The first Dove Crystal Seals were awarded to hit movies like Disney's "Ratatouille," "National Treasure: Book of Secrets," and "The Game Plan" with the Rock, as well as Walden's religious picture "Amazing Grace." Brent found that inspirational subject matter makes the nation's film-critic tastemakers choke and say "ugh, Hallmark." For example:
Rounding out the winners was the Best Limited Release, "The Ultimate Gift," a Fox Faith film. Never heard of it? It featured some major stars – James Garner, Brian Dennehy, and new young Oscar-nominated star Abigail Breslin. Garner’s character leaves his spoiled grandson an inheritance – but only if he performs 12 character-building tasks.
So why might you have missed it? Because if a film gets tagged as "inspirational," watch out. Film critics will drop bombs.

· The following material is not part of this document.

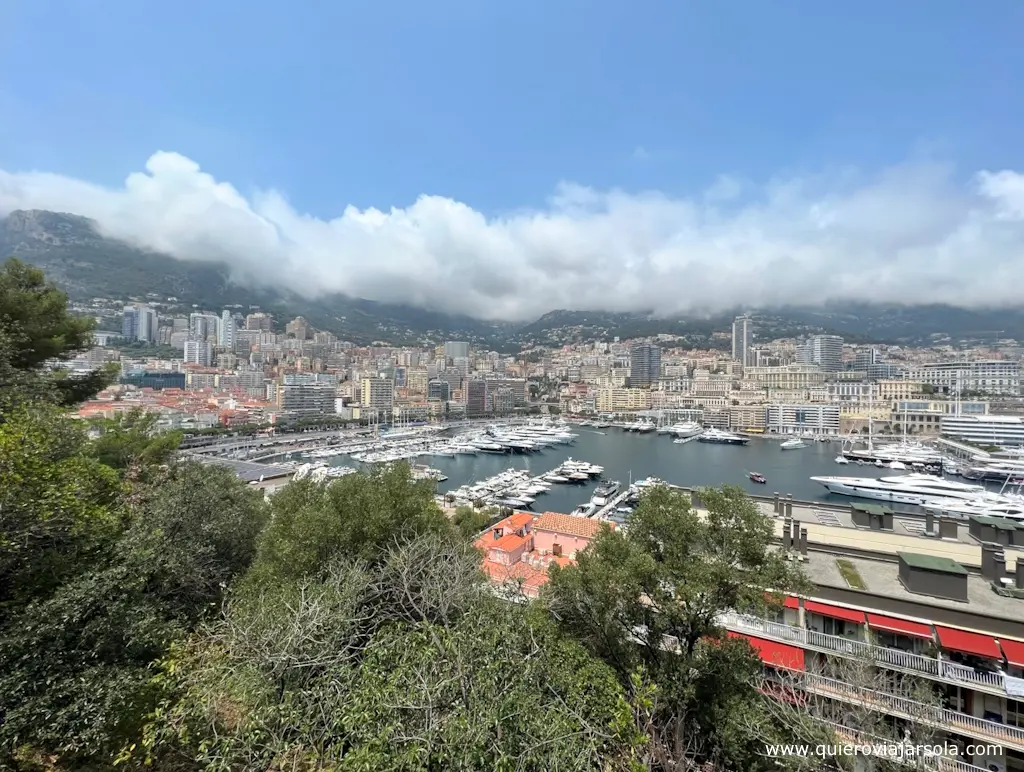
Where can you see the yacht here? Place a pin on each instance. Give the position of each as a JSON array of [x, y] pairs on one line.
[[604, 494], [1010, 509], [585, 510], [686, 429], [906, 488], [997, 471], [722, 437]]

It was panned by the Los Angeles Times, because it teeters on its "treacly good intentions and simplistic parable-like storytelling." Or the New York Times: "Reeking of self-righteousness and moral reprimand...a hairball of good-for-you filmmaking." Then there’s the simply mocking and nasty approach, from Entertainment Weekly: "Kind of like a feel-good ‘Saw’ for churchgoers, minus the sadistic games of death."
Not everyone was so enlightened. One of the nicer reviews came from Variety, which correctly tagged the rest of the film reviewers as cynics: "Although cynics likely will reject The Ultimate Gift as warmed-over Capra-corn, this predictable but pleasant drama based on Jim Stovall's popular novel may be prized by those with a taste for inspirational uplift and heart-tugging sentiment."

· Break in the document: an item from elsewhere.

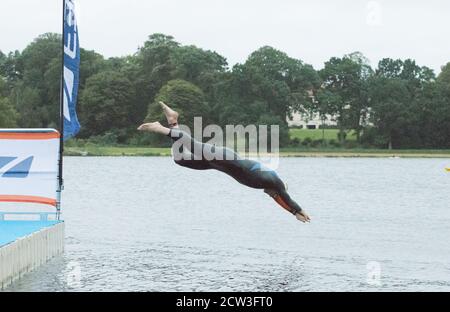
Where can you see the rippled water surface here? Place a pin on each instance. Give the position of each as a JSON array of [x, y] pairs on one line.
[[145, 224]]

Snarky film reviewers tend to look down their noses at "those with a taste" for positive films, as if they’re a tiny market of weirdos. Except the market is screaming for that which Dove honors. As the Dove Foundation notes, its award-winners grossed $536 million at the box office, compared to just $295 million for Oscar’s Best Picture nominees.
Oscar voters will argue, correctly, that they bestow awards for artistic merit, not "inspirational uplift." But what the Oscars honor these days is usually a list of dark, arty, "edgy" films. They’re like the anti-Doves. They’re for unsentimental, depressing downdraft.

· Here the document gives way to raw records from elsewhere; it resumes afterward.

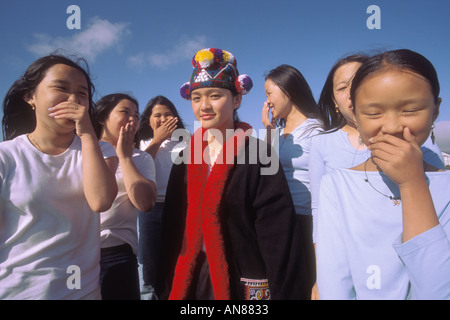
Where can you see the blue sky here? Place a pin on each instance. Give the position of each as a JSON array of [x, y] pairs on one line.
[[145, 47]]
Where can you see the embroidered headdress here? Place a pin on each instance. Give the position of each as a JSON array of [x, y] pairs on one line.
[[216, 68]]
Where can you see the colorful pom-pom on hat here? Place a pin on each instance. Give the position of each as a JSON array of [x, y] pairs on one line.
[[216, 68]]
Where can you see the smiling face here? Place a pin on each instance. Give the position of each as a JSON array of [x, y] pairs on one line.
[[390, 100], [160, 114], [278, 101], [342, 82], [61, 83], [124, 112], [214, 107]]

The exception this year is "Juno," which is the best-grossing movie, and which is inspirational in its own teen-slacker way, even if it’s still a cheaply made art film. Everything else on the list limped at the box office, films full of paranoia, ultra-violence, and in "There Will Be Blood," virulent religion-bashing.
The Oscars used to be populist. Now they’re elitist – in the worst definition of the term. Its nominations not only reject the major studio system, they’ve even trended against American-born actors. Nine of this year’s twenty acting nominations went to Brits, Australians, and the French lady playing the singer Edith Piaf.
The elitists are right that they shouldn’t pick Best Pictures based on their box-office numbers. But the Dove awards nudge us to remember that the Oscars used to award films with both artistic merit and strong audience appeal. The films that audiences love the most, movies that quickly become "classics," are today often skipped by Oscar snobs.
Even film critics know the score. Time critic Richard Corliss wrote an interesting piece a few weeks ago that suggested there’s a very good reason why the ratings numbers on the Oscar telecast have been slumping. He noted that in the old days, the Best Picture prize went to box-office hits – "Casablanca,"" “The Bridge on the River Kwai," or "The Sound of Music." The mass audience had seen these movies, and they paid attention to the Oscars as they codified those hits as classics. Now when the nominations come out, the process is backwards. Some people go see the films and play catch-up after the Oscar nominations are announced. But "it's almost like homework," Corliss wrote.
The Oscar crowd might be better off doing its own “homework” by seeing the Dove-winning films they missed.
In another piece, Corliss is more brutal: "The Oscars are largely an affirmative action program, where the industry scratches its niche."